Although the winter holidays aren’t quite over yet, the CONVERGE mission to Palmer Station, Antarctica, has begun. On the day after Christmas, some 32 scientists, postdoctoral fellows, and students said goodbye to their families, left North America, and flew down the entire length of South America. Now we’re all at the skinny tip of the continent, in Punta Arenas, Chile, on the shores of the Strait of Magellan.
Across the water lies Tierra del Fuego; beyond it is Cape Horn; and beyond that is the Drake Passage and Antarctica. We’ll be there in about five days. Now is the time to buy last-minute supplies like sunscreen, chocolate, and seasickness medicine; to try on our Extreme Cold Weather gear to make sure it fits; and to fit all of our gear and supplies onto the ship that will take us across to Antarctica.

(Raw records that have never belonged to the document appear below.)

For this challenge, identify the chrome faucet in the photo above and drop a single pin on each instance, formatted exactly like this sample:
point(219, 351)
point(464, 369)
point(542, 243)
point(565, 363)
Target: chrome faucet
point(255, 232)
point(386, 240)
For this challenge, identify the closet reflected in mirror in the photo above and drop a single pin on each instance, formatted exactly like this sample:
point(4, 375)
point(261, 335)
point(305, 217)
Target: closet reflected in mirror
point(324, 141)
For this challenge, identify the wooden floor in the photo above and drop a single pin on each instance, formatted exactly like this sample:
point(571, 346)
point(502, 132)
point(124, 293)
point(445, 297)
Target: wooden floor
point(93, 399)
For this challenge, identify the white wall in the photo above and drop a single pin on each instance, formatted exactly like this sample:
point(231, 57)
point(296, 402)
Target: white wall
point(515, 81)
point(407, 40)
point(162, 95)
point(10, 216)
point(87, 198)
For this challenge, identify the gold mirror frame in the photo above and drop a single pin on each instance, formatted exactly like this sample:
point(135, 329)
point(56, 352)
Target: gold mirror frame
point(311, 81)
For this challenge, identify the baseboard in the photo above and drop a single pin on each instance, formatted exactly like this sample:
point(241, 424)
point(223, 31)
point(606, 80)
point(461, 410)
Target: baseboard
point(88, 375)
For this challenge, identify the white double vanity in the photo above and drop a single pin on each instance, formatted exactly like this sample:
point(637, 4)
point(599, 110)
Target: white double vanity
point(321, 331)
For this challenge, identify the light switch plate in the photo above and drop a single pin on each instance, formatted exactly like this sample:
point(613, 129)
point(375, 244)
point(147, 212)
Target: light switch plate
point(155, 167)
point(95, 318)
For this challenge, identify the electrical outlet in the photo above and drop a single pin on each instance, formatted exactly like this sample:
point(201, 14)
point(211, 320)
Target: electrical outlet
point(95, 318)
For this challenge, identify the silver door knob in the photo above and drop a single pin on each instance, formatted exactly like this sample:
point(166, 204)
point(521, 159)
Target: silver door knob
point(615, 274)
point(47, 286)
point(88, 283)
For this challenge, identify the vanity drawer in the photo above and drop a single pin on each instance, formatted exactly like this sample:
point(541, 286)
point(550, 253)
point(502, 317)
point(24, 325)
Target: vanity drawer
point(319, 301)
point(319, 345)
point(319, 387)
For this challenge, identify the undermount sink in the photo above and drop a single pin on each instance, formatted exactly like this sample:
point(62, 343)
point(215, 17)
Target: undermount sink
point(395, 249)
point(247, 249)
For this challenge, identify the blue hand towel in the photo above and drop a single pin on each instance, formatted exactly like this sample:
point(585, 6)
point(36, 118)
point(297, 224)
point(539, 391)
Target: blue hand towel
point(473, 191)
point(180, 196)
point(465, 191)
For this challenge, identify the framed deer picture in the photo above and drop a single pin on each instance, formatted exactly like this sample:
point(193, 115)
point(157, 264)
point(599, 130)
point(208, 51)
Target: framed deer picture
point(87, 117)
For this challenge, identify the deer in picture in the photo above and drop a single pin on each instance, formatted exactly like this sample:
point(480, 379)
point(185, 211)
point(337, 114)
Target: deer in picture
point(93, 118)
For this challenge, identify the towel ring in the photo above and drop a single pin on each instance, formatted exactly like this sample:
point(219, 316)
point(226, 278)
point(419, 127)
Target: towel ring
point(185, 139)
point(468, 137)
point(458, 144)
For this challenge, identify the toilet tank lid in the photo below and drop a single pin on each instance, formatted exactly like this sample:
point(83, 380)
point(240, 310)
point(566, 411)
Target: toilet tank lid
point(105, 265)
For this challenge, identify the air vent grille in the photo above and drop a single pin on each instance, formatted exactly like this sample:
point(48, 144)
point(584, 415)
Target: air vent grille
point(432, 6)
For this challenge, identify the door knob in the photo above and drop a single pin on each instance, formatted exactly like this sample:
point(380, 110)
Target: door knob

Read more about the preparations in our slideshow:
We’re now cruising slowly eastward through the Strait of Magellan. We’ll cross into Argentine waters and then turn south toward the Drake Passage, one of the most fearsome stretches of ocean on Earth. So far the forecast looks like fairly good weather, and the scientists are looking forward to seeing dolphins, penguins, whales, albatrosses, and other wildlife. While we’re at sea we’ll have little contact with the outside world—but we’ll transmit updates via a satellite connection to let you know how we’re doing and what we’re seeing.